I'm working to setup Jupyter notebook servers on Kubernetes that are able to launch pyspark
. Each user is able to have a multiple servers running at once, and would access each by navigating to the appropriate host combined with a path to the server's fully-qualified name. For example: http://<hostname>/<username>/<notebook server name>
.
I have a top-level function defined that allows a user create a SparkSession
that points to the Kubernetes master URL and sets their pod to be the Spark driver.

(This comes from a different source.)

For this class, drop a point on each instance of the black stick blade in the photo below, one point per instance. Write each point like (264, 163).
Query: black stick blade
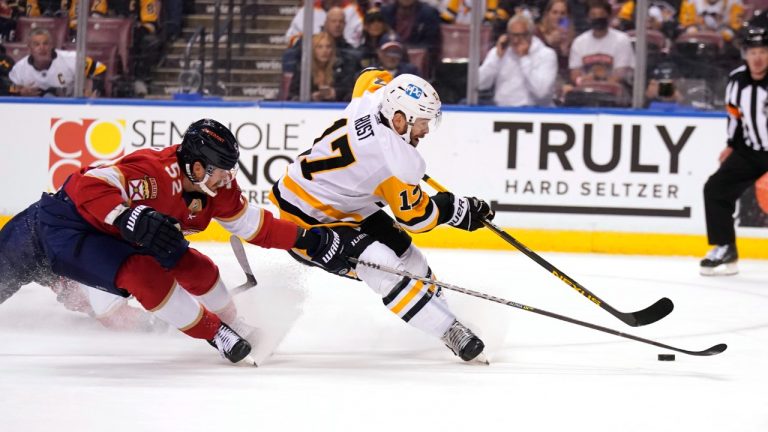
(651, 314)
(717, 349)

This is all well and good, but I would like to enable end users to access the URL for the Spark Web UI so that they can track their jobs. The Spark on Kubernetes documentation has port forwarding as their recommended scheme for achieving this. It seems to be that for any security-minded organization, allowing any random user to setup port forwarding in this way would be unacceptable.
I would like to use an Ingress
Kubernetes definition to allow external access to the driver's Spark Web UI. I've setup something like the following:
# Service
apiVersion: v1
kind: Service
metadata:
namespace: <notebook namespae>
name: <username>-<notebook server name>-svc
spec:
type: ClusterIP
sessionAffinity: None
selector:
app: <username>-<notebook server name>-notebook
ports:
- name: app-svc-port
protocol: TCP
port: 8888
targetPort: 8888
- name: spark-ui-port
protocol: TCP
port: 4040
targetPort: 4040
# Ingress
apiVersion: extensions/v1beta1
kind: Ingress
metadata:
namespace: workspace
name: <username>-<notebook server name>-ing
annotations:
kubernetes.io/ingress.class: traefik
spec:
rules:
- host: <hostname>
http:
paths:
- path: /<username>/<notebook server name>
backend:
serviceName: <username>-<notebook server name>-svc
servicePort: app-svc-port
- path: /<username>/<notebook server name>/spark-ui
backend:
serviceName: <username>-<notebook server name>-svc
servicePort: spark-ui-port
However, under this setup, when I navigate to http://<hostname>/<username>/<notebook server name>/spark-ui/
, I'm redirected to http://<hostname>/jobs
. This is because /jobs
is the default entry point to Spark's Web UI. However, I don't have an ingress rule for that path, and can't set such a rule since every user's Web UI would collide with each other in the load balancer (unless I have a misunderstanding, which is totally possible).
Under the Spark UI configuration settings, there doesn't seem to be a way to set a root path for the Spark session. You can change the port on which it runs, but what I'd like to do make the UI serve at something like: http://<hostname>/<username>/<notebook server name>/spark-ui/<jobs, stages, etc>
. Is there really no way of changing what comes after the hostname of the URL and before the last part?
Yes, you can achieve this. Specifically you can do this by setting the spark.ui.proxyBase property within spark-defaults.conf or at the run-time.
Example:
echo "spark.ui.proxyBase $SPARK_UI_PROXYBASE" >> /opt/spark/conf/spark-defaults.conf;
Then this should work.